Godard ist diesmal nur in der „Filmschau der Länder“ platziert: made in usa. Anna Karina auf der Suche nach ihrem ermordeten Freund und im Labyrinth des amerikanischen Gangsterkinos. Personen tragen Namen wie Richard Widmark und Donald Siegel. Der Film ist Sam Fuller und Nicholas Ray gewidmet. Im Wettbewerb: le vieil homme et l’enfant / der alte mann und das kind von Claude Berri mit Michel Simon und la collectionneuse / die sammlerin von Eric Rohmer. Rohmer ist mit seiner vierten „Morali-schen Geschichte“ zum ersten Mal im Berliner Festival. Die Jury (Präsident: Thorold Dickinson) dankt ihm das mit einem Silbernen Bären als Sonderpreis. Uwe Nettelbeck: „Dieser Film sieht sich an wie ein Film von einem anderen Stern.“ Michel Simon wird zum besten Darsteller erklärt.

1968

Am 17. Mai ist das Festival in Cannes abgebrochen worden, nachdem sich die Filmemacher mit streikenden Arbeitern und Studenten solidarisiert hatten. Angeführt von Truffaut und Godard waren sie in den Grande Salle des Festivals gezogen und der Festivalchef erklärte den Wettbewerb für abgeschafft. In Berlin befürchtet man den Nachahmungseffekt. Aber es gibt keine Proteste der Filmemacher, sondern gelegentlich solche der Zuschauer. Godard ist wieder im Wettbewerb: weekend. Eine Wochenendreise, wie man sie sich verstörender kaum ausmalen kann. Brennende Autos, Leichen, Vergewaltigung, Kannibalismus. Texte von Rousseau, Musik von Mozart und ohrenbetäubender Lärm. Der Schlusstitel heißt: „Ende der Geschichte. Ende des Kinos.“ Im Zoo-Palast sehen viele Zuschauer nicht mehr das Ende. Sie gehen protestierend. Godards Film spaltet. Die Jury lässt ihn außer Acht.
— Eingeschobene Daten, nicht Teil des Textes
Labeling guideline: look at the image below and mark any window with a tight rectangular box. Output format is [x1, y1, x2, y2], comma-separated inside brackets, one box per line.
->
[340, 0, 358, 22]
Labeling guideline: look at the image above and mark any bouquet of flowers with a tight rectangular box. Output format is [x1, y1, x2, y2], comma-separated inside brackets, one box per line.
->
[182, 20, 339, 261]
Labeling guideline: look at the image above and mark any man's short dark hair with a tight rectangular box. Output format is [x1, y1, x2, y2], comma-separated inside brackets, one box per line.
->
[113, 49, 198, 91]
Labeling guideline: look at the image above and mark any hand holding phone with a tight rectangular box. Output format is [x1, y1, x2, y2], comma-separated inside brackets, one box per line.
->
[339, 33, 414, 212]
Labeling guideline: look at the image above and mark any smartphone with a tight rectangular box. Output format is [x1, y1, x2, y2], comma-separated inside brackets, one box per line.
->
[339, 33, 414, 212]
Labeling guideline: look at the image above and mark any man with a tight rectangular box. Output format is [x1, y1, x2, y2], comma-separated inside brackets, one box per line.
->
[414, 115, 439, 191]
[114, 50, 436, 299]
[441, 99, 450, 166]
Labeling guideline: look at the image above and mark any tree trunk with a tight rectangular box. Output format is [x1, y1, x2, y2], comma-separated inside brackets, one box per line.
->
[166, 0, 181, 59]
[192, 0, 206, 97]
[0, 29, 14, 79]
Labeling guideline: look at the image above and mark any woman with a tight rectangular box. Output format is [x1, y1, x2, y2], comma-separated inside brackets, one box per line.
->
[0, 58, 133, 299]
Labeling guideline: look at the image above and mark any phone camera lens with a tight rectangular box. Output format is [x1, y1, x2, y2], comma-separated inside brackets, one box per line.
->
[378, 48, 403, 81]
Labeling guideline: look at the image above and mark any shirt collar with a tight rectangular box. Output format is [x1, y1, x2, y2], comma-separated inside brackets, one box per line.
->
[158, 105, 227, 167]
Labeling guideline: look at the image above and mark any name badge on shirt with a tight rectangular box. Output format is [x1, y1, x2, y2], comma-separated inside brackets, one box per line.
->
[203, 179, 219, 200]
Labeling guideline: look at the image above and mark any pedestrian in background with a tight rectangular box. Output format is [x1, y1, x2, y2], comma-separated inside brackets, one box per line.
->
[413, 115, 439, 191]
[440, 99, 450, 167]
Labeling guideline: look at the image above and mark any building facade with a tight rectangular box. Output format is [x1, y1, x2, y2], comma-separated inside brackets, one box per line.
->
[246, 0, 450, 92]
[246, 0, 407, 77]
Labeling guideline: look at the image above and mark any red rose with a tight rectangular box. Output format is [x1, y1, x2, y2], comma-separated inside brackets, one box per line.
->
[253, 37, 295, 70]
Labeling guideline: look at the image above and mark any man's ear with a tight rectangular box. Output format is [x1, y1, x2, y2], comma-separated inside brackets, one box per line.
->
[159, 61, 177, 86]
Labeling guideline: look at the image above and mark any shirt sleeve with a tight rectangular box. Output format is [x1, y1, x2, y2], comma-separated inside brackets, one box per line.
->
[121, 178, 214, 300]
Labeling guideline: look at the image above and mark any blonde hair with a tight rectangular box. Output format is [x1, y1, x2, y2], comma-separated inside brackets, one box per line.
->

Die beiden anderen französischen Filme sind erfolgreicher: l’homme qui ment / der mann, der lügt von Alain Robbe-Grillet. und les biches / zwei freundinnen von Claude Chabrol. Jean-Luis Trintignant wird bester Darsteller für den Film von Robbe-Grillet, Stéphan Audran beste Darstellerin für den Film von Chabrol. Für die deutsche Nouvelle vague wird die Berlinale zum besonderen Prüfstand: einerseits sind junge deutsche Filme im Wettbewerb: lebenszeichen von Werner Herzog, die chronik der anna magdalena bach von Jean-Marie Straub. Andererseits gibt es eine Veranstaltung in der Technischen Universität, die aus dem Ruder läuft. Alexander Kluge, Edgar Reitz, Johannes Schaaf, Christian Rischert und der Filmkritiker Enno Patalas werden dort von Studenten (vor allem der Deutschen Film- und Fernsehakademie) mit Eiern beworfen. So kindisch kann die Revolution manchmal sein.

Nachspiel. 1969/70

1969 ist Jean-Luc Godard noch einmal im Wettbewerb der Berlinale: le gai savoir / die fröhliche wissenschaft. Ein zweiter Godard-Film, one plus one, ist in der Informationsschau zu sehen. Noch einmal verläuft das Festival friedlich. Es gibt aber keinen Preis für Godard. 1970 stehen die Internationalen Filmfestspiele Berlin dann doch zur Disposition. Es sind die 20. Es gibt Krach über einen deutschen Film: o.k. von Michael Verhoeven. Er handelt vom Vietnamkrieg und spaltet die Jury. Der Wettbewerb wird abgebrochen. In diesem Jahr ist Jean-Luc Godard nicht in Berlin. Und die Nouvelle vague ist da ohnehin schon ein Stück Filmgeschichte.

In: Norbert Grob, Bernd Kiefer u.a. (Hg.): Nouvelle Vague. Mainz: Bender 2006.